Как бы далеко ни шагнула цивилизация, она неспособна до конца изжить в нас дух диких, беспокойных российских пращуров. И простой поначалу конфликт деревенского и городского миропониманий («Апострофировала тебе не женись на городской», ворчит престарелая богиня Гомбо) внезапно трансформируется в глобальные воззрения о генетической памяти, о человеческой природе и близости её к натуре обнаруживающейся, о продолжении хуфу как потребности не отдельно сцапанного человека, а целого народа. Русскому русское, монголу монголово.
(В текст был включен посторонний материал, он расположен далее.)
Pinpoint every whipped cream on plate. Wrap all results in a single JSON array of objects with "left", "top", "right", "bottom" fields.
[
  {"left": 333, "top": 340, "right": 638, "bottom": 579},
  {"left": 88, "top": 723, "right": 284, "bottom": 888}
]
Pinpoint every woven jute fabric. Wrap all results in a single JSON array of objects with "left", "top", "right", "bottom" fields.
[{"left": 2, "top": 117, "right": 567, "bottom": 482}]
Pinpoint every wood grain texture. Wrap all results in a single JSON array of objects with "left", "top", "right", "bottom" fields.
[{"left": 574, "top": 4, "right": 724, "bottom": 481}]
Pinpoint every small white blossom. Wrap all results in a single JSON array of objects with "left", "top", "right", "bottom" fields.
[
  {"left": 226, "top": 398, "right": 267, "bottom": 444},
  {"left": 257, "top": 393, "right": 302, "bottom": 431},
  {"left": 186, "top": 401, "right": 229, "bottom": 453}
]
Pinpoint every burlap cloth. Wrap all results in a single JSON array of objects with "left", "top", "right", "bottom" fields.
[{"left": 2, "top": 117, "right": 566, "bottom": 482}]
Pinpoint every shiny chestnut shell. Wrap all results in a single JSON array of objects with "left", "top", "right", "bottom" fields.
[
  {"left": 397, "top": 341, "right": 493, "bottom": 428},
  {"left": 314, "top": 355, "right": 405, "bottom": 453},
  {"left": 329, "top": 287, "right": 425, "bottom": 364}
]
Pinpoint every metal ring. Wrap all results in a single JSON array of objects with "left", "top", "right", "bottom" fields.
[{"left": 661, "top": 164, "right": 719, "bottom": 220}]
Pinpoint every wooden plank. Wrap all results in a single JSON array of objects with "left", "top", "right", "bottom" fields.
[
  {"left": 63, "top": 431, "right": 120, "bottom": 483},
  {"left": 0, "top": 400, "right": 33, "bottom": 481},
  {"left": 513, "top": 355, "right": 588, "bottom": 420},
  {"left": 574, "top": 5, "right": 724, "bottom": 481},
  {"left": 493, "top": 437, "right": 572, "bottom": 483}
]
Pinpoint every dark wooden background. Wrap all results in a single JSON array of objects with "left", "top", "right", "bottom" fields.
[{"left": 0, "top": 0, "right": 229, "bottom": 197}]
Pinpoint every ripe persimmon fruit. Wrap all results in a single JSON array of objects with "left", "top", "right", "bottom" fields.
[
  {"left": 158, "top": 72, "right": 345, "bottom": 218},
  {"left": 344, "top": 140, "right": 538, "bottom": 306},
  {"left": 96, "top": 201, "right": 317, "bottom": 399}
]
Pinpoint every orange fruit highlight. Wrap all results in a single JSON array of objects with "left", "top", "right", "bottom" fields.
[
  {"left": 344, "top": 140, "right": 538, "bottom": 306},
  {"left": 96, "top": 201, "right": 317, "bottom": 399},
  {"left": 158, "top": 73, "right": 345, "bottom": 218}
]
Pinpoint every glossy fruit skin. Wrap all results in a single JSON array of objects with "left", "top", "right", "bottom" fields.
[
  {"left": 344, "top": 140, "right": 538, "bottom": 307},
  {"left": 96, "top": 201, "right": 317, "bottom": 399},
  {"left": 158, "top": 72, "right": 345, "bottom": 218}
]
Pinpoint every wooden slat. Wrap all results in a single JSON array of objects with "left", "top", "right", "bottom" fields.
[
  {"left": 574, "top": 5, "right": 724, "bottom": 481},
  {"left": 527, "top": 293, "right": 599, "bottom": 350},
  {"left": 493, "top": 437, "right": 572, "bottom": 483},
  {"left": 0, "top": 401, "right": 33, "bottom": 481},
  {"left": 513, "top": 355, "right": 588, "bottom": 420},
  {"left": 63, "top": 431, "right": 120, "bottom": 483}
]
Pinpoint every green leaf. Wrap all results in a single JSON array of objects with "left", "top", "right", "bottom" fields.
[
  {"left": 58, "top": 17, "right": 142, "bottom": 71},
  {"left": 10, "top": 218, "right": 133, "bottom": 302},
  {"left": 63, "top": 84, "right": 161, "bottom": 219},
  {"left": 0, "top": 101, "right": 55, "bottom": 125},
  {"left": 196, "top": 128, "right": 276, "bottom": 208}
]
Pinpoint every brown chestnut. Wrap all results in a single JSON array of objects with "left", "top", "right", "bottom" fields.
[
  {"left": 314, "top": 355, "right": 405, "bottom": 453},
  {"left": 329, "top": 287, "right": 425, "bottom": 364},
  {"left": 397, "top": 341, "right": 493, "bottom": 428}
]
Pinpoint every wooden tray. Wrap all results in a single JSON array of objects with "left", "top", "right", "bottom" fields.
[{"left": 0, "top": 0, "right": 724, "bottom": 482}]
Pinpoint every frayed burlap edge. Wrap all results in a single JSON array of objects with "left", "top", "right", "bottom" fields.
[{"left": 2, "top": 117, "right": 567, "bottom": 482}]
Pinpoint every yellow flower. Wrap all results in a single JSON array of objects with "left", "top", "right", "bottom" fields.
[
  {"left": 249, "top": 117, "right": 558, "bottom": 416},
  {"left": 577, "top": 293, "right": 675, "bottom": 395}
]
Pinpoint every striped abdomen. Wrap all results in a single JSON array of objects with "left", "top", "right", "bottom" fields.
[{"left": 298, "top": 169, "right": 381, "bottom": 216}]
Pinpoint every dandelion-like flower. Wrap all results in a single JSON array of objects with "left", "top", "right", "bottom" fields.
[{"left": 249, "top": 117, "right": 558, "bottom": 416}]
Бараться надо на своей земле, немного спустя, где корни. И любить без оглядки на законы, а лишь потому, что хочется. Забыть про всё, застолбить территорию и упасть в степь, огромную, разогретую, оглушающую музыкой сверчков, демаскированную радикально ветрам, подсушенную парилкой так, что не осталось ничего безуспешного. Но арша, если вечность. Как и сотни лет до этого.